Golden Retrievers, just like other breeds, have their OWN personality. Smooch, Female Golden Ret. we adopted when she was 16 mos. old from a GOlden Ret. Rescue and we've had her 5 1/2 years., loves everyone, too. She gets so excited when she sees someone on our walk or that comes to our house she actually shakes. She does the paw thing, too, if you stop petting or brushing her.

I think it's a REALL ASSET to have this kind of personality. 

Believe me, your dog knows who RESCUED HER AND I'M SURE she loves you the best! Rescued dogs are eternally grateful. I would say that is her personality, like our Smooch!!


----------



## Karen519 (Aug 21, 2006)

Aimee:

A way to bond with Bella. My Smooch, loves to be brushed and I brush her everynight while watching TV. I read that brushing, playing with them, talking to them, creates a BOND with you!!

I'm SURE she LOVES YOU!!!


----------



## RickGibbs (Dec 16, 2005)

Karen519 said:


> Aimee:
> A way to bond with Bella. My Smooch, loves to be brushed and I brush her everynight while watching TV. I read that brushing, playing with them, talking to them, creates a BOND with you!!
> I'm SURE she LOVES YOU!!!


Samson loves being brushed. I also brush him every night. When I pull the brush and comb out of the cabinet, he just comes and plops down in front of me and will lay still until I'm done.....


----------



## AtticusJordie (Aug 15, 2006)

*Head butt*

Aimee:

Your two rescues are very lucky to have you as their new owner. And in time you will find that they will enrich your life in ways you never thought possible.

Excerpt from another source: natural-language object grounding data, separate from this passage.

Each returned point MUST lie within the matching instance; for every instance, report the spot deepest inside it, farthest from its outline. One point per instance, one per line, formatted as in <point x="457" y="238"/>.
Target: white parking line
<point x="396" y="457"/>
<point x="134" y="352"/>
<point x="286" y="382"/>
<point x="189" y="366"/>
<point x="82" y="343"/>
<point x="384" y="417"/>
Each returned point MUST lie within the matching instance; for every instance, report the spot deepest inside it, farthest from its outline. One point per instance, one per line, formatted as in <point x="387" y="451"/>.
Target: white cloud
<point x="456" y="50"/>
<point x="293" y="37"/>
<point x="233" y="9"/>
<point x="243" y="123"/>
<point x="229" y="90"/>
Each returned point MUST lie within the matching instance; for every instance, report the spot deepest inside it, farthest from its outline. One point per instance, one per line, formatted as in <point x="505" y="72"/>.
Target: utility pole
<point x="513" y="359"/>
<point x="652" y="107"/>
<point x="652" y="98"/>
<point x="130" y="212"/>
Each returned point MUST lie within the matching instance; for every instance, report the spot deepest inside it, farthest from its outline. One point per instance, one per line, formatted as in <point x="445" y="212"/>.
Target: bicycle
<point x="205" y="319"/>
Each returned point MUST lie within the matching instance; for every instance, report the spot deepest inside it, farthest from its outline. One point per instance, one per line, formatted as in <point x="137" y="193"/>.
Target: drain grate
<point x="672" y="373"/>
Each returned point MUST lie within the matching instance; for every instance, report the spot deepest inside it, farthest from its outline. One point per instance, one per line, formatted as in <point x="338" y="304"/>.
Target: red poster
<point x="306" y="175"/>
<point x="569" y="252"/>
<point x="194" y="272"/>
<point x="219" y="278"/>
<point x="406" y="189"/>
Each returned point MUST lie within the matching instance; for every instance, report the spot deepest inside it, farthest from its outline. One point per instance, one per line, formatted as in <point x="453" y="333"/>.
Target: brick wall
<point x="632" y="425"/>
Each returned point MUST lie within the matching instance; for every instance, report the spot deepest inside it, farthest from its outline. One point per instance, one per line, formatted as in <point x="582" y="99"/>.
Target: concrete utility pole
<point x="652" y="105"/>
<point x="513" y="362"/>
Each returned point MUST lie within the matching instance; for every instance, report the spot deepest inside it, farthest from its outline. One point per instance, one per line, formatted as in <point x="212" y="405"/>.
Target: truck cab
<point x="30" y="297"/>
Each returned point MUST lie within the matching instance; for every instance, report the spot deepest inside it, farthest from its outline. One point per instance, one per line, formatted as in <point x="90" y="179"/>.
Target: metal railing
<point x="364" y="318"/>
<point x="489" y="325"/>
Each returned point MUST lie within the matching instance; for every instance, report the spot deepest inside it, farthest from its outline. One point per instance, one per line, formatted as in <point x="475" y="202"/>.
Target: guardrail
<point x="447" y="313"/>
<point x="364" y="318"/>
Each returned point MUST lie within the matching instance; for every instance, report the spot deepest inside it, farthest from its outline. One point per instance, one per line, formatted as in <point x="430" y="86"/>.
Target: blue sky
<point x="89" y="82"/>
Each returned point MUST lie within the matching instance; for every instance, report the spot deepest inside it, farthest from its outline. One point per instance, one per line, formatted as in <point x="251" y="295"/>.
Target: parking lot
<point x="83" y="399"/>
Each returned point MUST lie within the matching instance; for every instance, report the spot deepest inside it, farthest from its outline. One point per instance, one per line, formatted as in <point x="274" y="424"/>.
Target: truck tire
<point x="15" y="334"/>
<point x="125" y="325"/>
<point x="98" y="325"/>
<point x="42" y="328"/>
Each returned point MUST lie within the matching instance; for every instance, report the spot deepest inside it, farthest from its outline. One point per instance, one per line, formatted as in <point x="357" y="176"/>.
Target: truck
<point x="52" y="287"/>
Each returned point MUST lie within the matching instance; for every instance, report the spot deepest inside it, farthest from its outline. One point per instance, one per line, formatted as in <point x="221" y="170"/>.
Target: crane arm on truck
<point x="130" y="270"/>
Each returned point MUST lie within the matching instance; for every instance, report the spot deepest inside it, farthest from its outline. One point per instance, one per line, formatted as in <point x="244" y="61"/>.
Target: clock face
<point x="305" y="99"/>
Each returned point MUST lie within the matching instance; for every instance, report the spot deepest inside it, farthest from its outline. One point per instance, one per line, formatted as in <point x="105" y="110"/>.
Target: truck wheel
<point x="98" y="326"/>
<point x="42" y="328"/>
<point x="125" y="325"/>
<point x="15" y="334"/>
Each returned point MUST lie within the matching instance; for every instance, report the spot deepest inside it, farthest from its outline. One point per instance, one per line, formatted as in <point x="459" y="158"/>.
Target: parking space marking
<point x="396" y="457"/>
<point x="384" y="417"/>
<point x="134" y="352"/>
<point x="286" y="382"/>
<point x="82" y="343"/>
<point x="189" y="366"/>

Our two goldens love to use their paws to show they're 'in charge'--and when that fails--they use the 'head-butt' as we call it. They use their noses or heads to push your hand or arm away to get their head in so they can be petted, scratched, etc. Atticus learned that first--then taught it to Jordie who now does it too.

I wouldn't worry about your Golden--both your dogs will grow to love you more and more. To me, there is nothing better than a rescued Golden--they really appreciate their new owners and are a welcome addition to any family!

Best of Luck,

Scott, David, Atticus and Jordie


----------



## kra (Oct 2, 2006)

RickGibbs said:


> Samson loves being brushed. I also brush him every night. When I pull the brush and comb out of the cabinet, he just comes and plops down in front of me and will lay still until I'm done.....


I also brush Nugget daily, but I brush her in the morning because I have a little more time. Rick, is there a advantage to brushing am or pm that I 
don't know about, that I should? Just wonder'n! I'm thinking maybe I got this backwards!! 
Thanks


----------



## RickGibbs (Dec 16, 2005)

kra said:


> Rick, is there a advantage to brushing am or pm that I
> don't know about, that I should? Just wonder'n! I'm thinking maybe I got this backwards!!
> Thanks


Nope.....none that I know of. That's just when I've always done it. Sometimes, it's a little later, when he's ready for bed....and not so hyper, I guess. But other than that, I don't know of any reason.


----------